‘Psychomania’: The anarchic British movie about black magic bikers
Bikers and lawless nihilism have always gone hand-in-hand, with popular culture having demonised the subculture as being sadistic and hotheaded. Such an identity was partly cultivated through cinema, with Marlon Brando leading a rebellious motorcycle gang in 1953’s The Wild One, whilst Peter Fonda and Bruce Dern led the gratuitous violence of 1966’s Wild Angels. Yet, despite their dark leathers and spiked helmets, the motorcycle subculture that originated through the British rockers of the 1950s was actually a pretty friendly bunch.
It is this image of utterly reckless nihilistic behaviour that is satirised in the 1973 Don Sharp movie Psychomania, a bizarre cult flick that follows the psychopathic leader of a violent motorbike gang who is convinced that if he commits suicide, he will return as some kind of undead biking God. His belief is bolstered by his mother, a Satan-worshipping medium, who helps her son before desperately trying to stop him when he takes things too far.
Despite their helmets that bear a skull and crossbones, there isn’t much to fear of the biker gang dubbed ‘The Living Dead’ who annoy the local community, with their leader Tom Latham (Nicky Henson) bearing more similarities to a camp TV psychic than an insidious gang leader. Obsessed with reaching another plane of immortal existence, he urges his mother to help him in his task, in turn gaining the powerful guidance of her Frog God in a gorgeously silly turn of events.

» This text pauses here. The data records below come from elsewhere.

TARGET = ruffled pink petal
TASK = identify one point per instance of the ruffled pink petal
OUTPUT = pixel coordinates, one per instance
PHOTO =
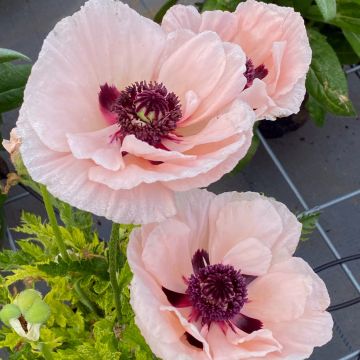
(222, 22)
(165, 243)
(234, 346)
(181, 17)
(228, 88)
(139, 148)
(98, 146)
(187, 17)
(207, 52)
(284, 50)
(77, 58)
(143, 204)
(236, 217)
(162, 329)
(299, 337)
(250, 256)
(319, 298)
(238, 220)
(235, 119)
(278, 297)
(192, 209)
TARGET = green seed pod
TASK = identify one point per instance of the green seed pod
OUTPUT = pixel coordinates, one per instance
(26, 298)
(38, 313)
(8, 312)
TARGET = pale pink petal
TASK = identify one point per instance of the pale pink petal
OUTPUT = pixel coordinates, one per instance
(319, 297)
(250, 256)
(238, 220)
(145, 203)
(284, 50)
(280, 230)
(235, 347)
(192, 209)
(207, 52)
(181, 17)
(300, 336)
(229, 86)
(236, 119)
(77, 58)
(222, 22)
(98, 146)
(169, 269)
(163, 330)
(278, 297)
(142, 149)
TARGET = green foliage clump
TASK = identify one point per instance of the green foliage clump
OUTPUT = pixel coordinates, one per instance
(82, 323)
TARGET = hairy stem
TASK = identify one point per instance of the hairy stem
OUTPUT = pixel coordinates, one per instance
(83, 297)
(53, 222)
(113, 253)
(46, 351)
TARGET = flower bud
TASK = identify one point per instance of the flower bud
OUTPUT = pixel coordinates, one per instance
(38, 313)
(26, 299)
(8, 312)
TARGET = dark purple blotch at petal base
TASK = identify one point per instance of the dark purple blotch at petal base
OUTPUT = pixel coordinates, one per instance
(193, 341)
(107, 96)
(177, 299)
(200, 260)
(246, 323)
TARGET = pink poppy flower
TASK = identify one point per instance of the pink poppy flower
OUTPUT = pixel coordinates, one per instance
(218, 281)
(118, 114)
(275, 41)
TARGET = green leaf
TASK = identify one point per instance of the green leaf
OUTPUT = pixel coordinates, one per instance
(249, 155)
(308, 222)
(10, 55)
(327, 8)
(74, 218)
(96, 266)
(316, 111)
(10, 259)
(354, 40)
(348, 15)
(13, 79)
(301, 5)
(160, 14)
(326, 80)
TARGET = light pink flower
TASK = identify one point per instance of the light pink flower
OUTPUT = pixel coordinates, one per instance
(218, 281)
(275, 42)
(118, 114)
(12, 146)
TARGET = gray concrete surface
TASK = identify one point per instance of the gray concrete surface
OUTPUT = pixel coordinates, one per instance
(322, 163)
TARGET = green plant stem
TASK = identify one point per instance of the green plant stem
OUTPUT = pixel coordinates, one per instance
(113, 254)
(83, 297)
(46, 351)
(53, 222)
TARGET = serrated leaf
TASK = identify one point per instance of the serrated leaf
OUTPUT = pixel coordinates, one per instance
(316, 111)
(327, 8)
(10, 259)
(308, 222)
(354, 41)
(13, 79)
(97, 266)
(7, 55)
(326, 81)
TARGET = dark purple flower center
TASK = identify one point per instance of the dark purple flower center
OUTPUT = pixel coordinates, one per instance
(148, 111)
(217, 292)
(253, 73)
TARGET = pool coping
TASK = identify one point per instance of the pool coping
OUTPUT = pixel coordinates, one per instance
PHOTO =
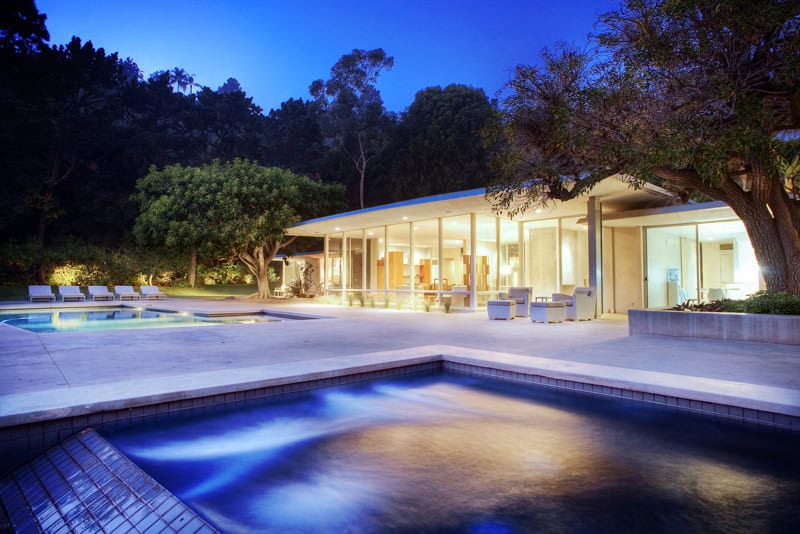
(647, 386)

Such makes far more sense when you realise that the film was produced by Benmar Productions, who were better known at the time for their filmography dominated by ‘spaghetti westerns’, themselves often camp and corny recreations of American cinema. Psychomania, therefore, feels like a response to the violent motorcycling moves of the era as well as contemporary horror’s obsession with the occult, following the releases of Roman Polanski’s Rosemary’s Baby and several British folk tales from the 1970s.
The result is a camp horror oddity that feels as though it exists mere streets away from the centre of David Lynch’s Twin Peaks town, exploring its curious story with a focus on colourful atmospheric visuals and moody early electronica. Playing silliness with an entirely straight face, Psychomania makes you believe that its events are as serious as life and death before playfully selling moments with grand, bombastic melodrama.
Speaking about the film, lead star Nicky Henson reflected: “I was a mad motorcyclist…I never had a car. So this script comes through the door, and I open it up, and it says, ‘Eight Chopped Hog Harley Davidsons crest the brow of a hill.’ I rang my agent and said, ‘I’ll do it’… It’s the only show I’ve ever been on where there were eight mechanics working the whole time to keep the bikes fanning because they got ’em in some second-hand shop somewhere, and they were falling to bits.”
Cobbled together on a small budget, Psychomania is a charming expression of independent British filmmaking, with many of the cast members doing their own stunt work despite much of it being genuinely dangerous to perform. As a result, it’s a film that feels lovingly compiled, escaping criticism for its sheer ingenuity and charm that gives a brand new perspective to the niche outlaw biker sub-genre of cinema.